The statue was removed from the Maryland State House grounds around 2 a.m. Friday. According to the Associated Press, three of the four voting members of the State House Trust voted via email Wednesday to have the statue taken down. 

It was removed because Taney was a prominent figure in 19th century American politics who embodied the principles of white supremacy. He advocated for slavery, thought black people were inherently inferior to the white race and was the Chief Justice presiding over the 1857 Dred Scott decision.  

Dred and Harriet Scott were enslaved black people who sued for their freedom when they were brought to Missouri. After the Missouri Compromise was enacted in 1820, slavery was allowed in the state and but the Kansas-Nebraska Act of 1854 nullified the Missouri Compromise.

"While we cannot hide from our history – nor should we – the time has come to make clear the difference between properly acknowledging our past and glorifying the darkest chapters of our history," Maryland Governor Larry Hogan said in a statement on Wednesday.

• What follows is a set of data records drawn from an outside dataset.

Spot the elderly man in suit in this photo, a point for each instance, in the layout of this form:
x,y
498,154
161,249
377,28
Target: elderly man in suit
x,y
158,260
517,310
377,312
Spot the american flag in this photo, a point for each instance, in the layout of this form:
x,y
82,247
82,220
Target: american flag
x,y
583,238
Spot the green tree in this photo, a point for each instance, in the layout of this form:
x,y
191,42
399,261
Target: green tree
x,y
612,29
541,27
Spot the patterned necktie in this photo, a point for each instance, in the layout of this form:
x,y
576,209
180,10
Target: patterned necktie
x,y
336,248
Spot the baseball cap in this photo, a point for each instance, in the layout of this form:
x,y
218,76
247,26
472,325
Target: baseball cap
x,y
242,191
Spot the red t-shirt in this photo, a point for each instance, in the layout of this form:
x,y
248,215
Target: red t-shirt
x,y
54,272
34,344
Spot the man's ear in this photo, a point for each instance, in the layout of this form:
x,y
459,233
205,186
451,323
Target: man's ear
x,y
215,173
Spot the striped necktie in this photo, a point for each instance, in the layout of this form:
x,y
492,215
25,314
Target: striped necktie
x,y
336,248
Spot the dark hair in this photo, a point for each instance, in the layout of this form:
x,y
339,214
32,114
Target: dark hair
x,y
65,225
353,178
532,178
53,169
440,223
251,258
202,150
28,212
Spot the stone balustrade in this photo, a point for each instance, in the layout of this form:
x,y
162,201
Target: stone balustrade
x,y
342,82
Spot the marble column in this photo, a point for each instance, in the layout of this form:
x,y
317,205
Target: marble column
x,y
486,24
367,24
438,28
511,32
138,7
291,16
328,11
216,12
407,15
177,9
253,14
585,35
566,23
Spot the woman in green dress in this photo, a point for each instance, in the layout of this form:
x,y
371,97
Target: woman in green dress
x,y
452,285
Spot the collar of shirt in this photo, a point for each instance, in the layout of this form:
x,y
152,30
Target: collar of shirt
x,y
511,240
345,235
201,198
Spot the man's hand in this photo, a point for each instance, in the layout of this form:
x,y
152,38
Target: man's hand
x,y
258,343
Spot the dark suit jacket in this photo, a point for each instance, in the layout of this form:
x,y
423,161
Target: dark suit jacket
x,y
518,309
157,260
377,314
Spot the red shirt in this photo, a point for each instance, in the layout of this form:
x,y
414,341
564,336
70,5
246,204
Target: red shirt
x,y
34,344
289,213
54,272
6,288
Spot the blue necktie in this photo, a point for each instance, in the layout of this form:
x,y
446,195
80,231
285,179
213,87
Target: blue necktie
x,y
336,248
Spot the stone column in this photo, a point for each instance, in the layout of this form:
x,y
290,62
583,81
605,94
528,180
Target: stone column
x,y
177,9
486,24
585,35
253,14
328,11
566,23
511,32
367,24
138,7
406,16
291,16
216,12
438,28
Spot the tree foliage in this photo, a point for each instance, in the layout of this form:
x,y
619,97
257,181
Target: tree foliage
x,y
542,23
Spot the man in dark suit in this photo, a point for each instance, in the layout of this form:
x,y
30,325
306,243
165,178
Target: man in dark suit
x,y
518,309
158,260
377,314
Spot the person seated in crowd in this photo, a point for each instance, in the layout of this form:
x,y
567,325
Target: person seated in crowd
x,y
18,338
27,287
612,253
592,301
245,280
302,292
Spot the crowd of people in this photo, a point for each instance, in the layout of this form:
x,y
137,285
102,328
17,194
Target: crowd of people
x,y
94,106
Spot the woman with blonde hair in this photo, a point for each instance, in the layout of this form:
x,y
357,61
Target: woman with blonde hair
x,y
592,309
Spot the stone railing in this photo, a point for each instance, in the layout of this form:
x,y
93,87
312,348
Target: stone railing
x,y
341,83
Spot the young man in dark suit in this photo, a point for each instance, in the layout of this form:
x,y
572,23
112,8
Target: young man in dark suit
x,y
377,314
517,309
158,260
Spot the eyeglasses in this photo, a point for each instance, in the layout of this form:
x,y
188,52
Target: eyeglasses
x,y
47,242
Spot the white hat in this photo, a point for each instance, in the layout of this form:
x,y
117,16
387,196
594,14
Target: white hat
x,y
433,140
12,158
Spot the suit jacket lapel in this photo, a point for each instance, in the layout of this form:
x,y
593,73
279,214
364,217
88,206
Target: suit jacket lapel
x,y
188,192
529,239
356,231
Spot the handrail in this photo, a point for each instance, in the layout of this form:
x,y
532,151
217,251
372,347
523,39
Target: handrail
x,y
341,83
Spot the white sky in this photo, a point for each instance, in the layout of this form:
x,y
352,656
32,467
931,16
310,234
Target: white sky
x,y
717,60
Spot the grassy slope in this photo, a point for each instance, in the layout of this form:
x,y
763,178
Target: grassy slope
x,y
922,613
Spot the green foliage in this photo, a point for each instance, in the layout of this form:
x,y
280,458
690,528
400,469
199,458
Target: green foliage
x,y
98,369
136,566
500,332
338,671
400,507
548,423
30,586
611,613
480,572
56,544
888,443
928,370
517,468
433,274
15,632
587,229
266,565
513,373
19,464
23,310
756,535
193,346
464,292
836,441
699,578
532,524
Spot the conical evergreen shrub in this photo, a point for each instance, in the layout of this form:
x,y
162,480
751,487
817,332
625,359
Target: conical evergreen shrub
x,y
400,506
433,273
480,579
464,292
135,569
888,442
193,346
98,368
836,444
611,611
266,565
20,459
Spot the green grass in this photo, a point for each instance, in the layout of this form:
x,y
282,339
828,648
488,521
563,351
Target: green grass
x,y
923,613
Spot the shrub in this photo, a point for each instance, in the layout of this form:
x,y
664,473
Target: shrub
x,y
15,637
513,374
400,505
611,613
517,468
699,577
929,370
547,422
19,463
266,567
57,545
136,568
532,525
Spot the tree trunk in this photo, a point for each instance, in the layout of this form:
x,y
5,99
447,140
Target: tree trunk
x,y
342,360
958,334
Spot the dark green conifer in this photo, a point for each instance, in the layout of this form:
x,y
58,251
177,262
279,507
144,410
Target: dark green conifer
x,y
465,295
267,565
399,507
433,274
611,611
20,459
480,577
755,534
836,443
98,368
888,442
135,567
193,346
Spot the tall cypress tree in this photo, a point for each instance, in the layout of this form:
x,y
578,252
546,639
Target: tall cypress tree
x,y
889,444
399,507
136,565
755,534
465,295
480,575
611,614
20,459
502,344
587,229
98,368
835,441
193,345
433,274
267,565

Legal scholars universally agreed that Taney's "The negro might justly and lawfully be reduced to slavery for his benefit" ruling in the Dred Scott decision was one of the worst moments of the court.  

Both Republicans and Democrats agree that the statue should be taken down. 

"This was certainly a matter of such consequence that the transparency of a public meeting and public conversation should have occurred," Senate President Thomas V. Mike Miller, a Democrat, wrote in a letter Thursday to Gov. Larry Hogan.